Kolejny żel pod prysznic z Isany, który miałam okazję testować. Pod wieloma względami nie odbiega on od pozostałych żeli tej marki. Jest jednak pewien taki niuans, który sprawia, że moja ocena tego produktu znacząco się zmienia.

Isana

Isana Wild leo - co pisze producent

Na opakowaniu można przeczytać: "Isana Kremowy żel pod prysznic WILD LEO o ekscytującym kwiatowym zapachu. Produkt odpowiedni dla wegan. Wyczuwalnie delikatniejsza skóra.

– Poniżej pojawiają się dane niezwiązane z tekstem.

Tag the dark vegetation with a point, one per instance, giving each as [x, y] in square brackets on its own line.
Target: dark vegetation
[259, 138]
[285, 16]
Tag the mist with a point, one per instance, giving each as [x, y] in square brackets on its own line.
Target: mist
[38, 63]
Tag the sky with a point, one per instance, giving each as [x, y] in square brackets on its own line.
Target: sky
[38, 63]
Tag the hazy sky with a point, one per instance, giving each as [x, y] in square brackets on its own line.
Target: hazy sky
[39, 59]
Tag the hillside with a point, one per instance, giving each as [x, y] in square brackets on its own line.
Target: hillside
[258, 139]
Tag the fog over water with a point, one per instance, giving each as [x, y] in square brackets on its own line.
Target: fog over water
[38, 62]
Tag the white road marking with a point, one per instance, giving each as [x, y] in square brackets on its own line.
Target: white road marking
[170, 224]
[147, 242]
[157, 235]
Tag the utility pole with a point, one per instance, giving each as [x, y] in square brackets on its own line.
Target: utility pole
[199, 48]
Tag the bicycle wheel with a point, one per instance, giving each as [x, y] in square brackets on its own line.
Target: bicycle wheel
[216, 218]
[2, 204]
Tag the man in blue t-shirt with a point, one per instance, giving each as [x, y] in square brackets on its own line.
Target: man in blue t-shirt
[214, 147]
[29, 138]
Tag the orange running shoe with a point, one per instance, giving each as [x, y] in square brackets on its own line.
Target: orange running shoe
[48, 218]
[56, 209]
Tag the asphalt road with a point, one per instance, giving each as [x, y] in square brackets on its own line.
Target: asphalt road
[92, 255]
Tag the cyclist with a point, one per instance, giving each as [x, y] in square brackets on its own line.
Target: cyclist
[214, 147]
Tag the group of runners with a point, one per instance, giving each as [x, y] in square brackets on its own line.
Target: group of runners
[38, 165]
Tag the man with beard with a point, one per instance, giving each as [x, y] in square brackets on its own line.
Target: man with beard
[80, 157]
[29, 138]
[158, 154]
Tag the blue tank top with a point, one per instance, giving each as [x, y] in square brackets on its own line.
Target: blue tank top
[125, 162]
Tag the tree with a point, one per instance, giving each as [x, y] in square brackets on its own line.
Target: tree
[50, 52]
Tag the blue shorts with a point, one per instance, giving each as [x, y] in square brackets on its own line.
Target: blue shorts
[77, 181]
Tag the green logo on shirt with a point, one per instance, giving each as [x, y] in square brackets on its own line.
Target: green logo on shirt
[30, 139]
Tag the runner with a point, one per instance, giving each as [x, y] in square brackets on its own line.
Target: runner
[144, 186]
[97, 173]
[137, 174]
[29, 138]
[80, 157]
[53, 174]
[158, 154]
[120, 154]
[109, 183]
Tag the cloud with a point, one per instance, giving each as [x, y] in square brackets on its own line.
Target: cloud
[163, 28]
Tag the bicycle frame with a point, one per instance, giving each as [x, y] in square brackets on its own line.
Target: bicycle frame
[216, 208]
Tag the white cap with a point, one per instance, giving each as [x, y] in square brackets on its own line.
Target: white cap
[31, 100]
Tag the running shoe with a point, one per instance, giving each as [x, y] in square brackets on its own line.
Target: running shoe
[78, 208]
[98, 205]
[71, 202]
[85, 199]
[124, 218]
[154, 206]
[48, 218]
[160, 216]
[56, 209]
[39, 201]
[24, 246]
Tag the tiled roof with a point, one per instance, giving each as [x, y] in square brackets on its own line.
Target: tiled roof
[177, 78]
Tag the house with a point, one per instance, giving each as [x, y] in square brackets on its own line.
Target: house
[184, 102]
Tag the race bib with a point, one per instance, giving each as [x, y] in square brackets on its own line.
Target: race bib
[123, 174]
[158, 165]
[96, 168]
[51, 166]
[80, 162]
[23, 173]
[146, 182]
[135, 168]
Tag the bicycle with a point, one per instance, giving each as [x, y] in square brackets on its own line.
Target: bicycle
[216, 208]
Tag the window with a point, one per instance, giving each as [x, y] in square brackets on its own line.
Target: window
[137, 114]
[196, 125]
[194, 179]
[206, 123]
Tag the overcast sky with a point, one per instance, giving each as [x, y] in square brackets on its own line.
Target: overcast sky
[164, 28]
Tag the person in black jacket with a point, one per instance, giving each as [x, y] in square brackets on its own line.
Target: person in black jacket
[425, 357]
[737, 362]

Odkryj w sobie lwa i zanurz się w ekscytującym kwiatowym zapachu kremowego żelu pod prysznic Isana WILD LEO. Kompleks pielęgnacyjny pomaga zachować równowagę gospodarki wodnej skóry i w ten sposób chroni skórę przed wysuszaniem. Skóra jest miękka i elastyczna w dotyku."

Pojemność - 300 ml

Cena - około 4 zł

Skład:

Isana

Isana Wild leo - moja opinia

Żel pod prysznic jest faktycznie kremowy w swej konsystencji i całkiem nieźle pielęgnuje skórę. Delikatnie ją nawilża, przez co jest ona po prysznicu naprawdę przyjemna w dotyku.

Nie wywołuje podrażnienia skóry, ani żadnego uczulenia.

Niestety ogromnym minusem jest zapach tego żelu. Dla mnie jest on taki "babciny", przesłodzony totalnie. Niestety tak działał mi on na nerwy, że ledwo dałam radę go używać. O zgrozo! Skóra po prysznicu także nosi taki zapach.

Niestety z tego powodu nie polecam Wam tego żelu, jak również uroczyście oświadczam, że sama również go więcej nie kupię.